Standard model-based reinforcement learning (MBRL) approaches fit a
transition model of the environment to all past experience, but this wastes
model capacity on data that is irrelevant for policy improvement. We instead
propose a new "transition occupancy matching" (TOM) objective for MBRL model
learning: a model is good to the extent that the current policy experiences the
same distribution of transitions inside the model as in the real environment.
We derive TOM directly from a novel lower bound on the standard reinforcement
learning objective.
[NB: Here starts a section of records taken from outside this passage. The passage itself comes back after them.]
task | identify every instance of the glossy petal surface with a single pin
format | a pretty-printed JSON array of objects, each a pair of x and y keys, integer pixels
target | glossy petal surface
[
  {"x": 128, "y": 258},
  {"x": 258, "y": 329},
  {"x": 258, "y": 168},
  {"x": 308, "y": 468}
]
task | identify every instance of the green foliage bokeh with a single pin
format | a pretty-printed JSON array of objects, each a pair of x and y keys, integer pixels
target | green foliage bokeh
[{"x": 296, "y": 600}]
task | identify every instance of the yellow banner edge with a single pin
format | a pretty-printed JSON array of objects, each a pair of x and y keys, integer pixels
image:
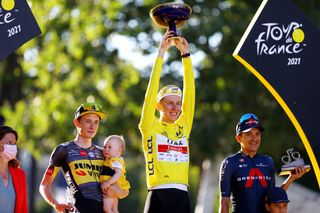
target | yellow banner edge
[{"x": 289, "y": 113}]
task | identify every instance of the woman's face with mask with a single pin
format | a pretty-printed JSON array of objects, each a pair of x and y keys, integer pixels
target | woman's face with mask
[{"x": 8, "y": 147}]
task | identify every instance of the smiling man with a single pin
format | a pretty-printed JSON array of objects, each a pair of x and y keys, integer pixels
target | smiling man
[
  {"x": 166, "y": 139},
  {"x": 81, "y": 162},
  {"x": 247, "y": 176}
]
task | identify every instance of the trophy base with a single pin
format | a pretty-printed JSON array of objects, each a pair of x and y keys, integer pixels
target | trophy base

To optimize TOM, we show how to reduce it to a form of
importance weighted maximum-likelihood estimation, where the automatically
computed importance weights identify policy-relevant past experiences from a
replay buffer, enabling stable optimization. TOM thus offers a plug-and-play
model learning sub-routine that is compatible with any backbone MBRL algorithm.
On various Mujoco continuous robotic control tasks, we show that TOM
successfully focuses model learning on policy-relevant experience and drives
policies faster to higher task rewards than alternative model learning
approaches.

本文提出了一种新的模型学习目标 TOM，利用重要性加权最大似然估计从回放缓冲中识别与策略相关的过去经验，使模型学习更专注于策略相关的经验，从而使策略更快地完成任务并获得更高的奖励。